David Deperthes sera le président du jury de ce concours, qui en appelle à l’imagination et à l’intelligence collective, afin de rendre dignité et espoir de vivre aux malades, et permettre les séjours en milieu hospitalier plus supportables.
Je suis très content de voir que quelqu’un se (re)soucie enfin du confort moral et du bien-être physique et psychique des patients hospitalisés. Et dire qu’aux HUG à Genève, tout était pourtant en effet prévu à l’époque pour offrir aux patients des espaces de détente, de loisirs et d’activités bénéfiques qui agrémentaient le quotidien de l’hospitalisation : animations socioculturelles, concerts, spectacles, sorties-excursions et même un centre de loisirs très actif situé judicieusement dans le Pavillon Louis XVI de Beau-Séjour, magnifique annexe dans un cadre chaleureux, permettant d’offrir un « supplément d’âme » aux malades et même parfois à leurs familles et visites.
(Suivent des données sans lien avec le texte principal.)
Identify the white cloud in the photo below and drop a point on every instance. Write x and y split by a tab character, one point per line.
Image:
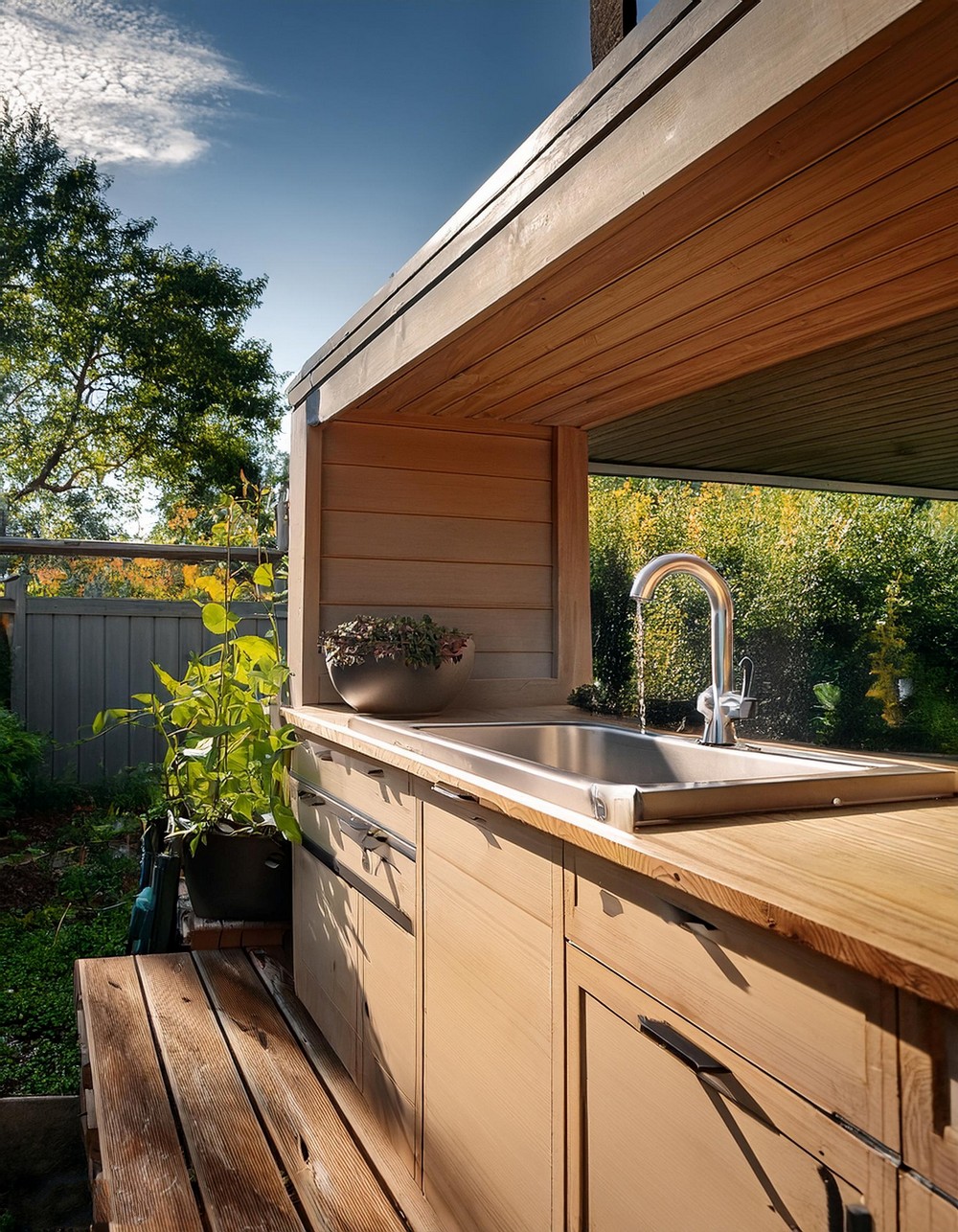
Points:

Les patients n’avaient alors pas le temps « d’admirer le plafond » de leur chambre. Durant leur séjour à l’hôpital, nombre d’entre eux fréquentaient régulièrement l’Atelier d’Animation et en ressentaient les effets positifs. C’était pour eux un peu la « récompense » d’une journée éprouvante, ponctuée par les exercices et les efforts demandés : certains disaient même qu’ils retrouvaient un lieu enfin « normal » à l’hôpital, où la « vie existe encore »… Cependant, malgré l’action bénéfique de l’animation qui a allégé la qualité de vie des malades durant plus de deux décennies, l’Atelier d’Animation a pourtant été supprimé par la Direction des HUG elle-même en été 2014 (voir mes articles à ce propos en cliquant sur le lien ci-dessous).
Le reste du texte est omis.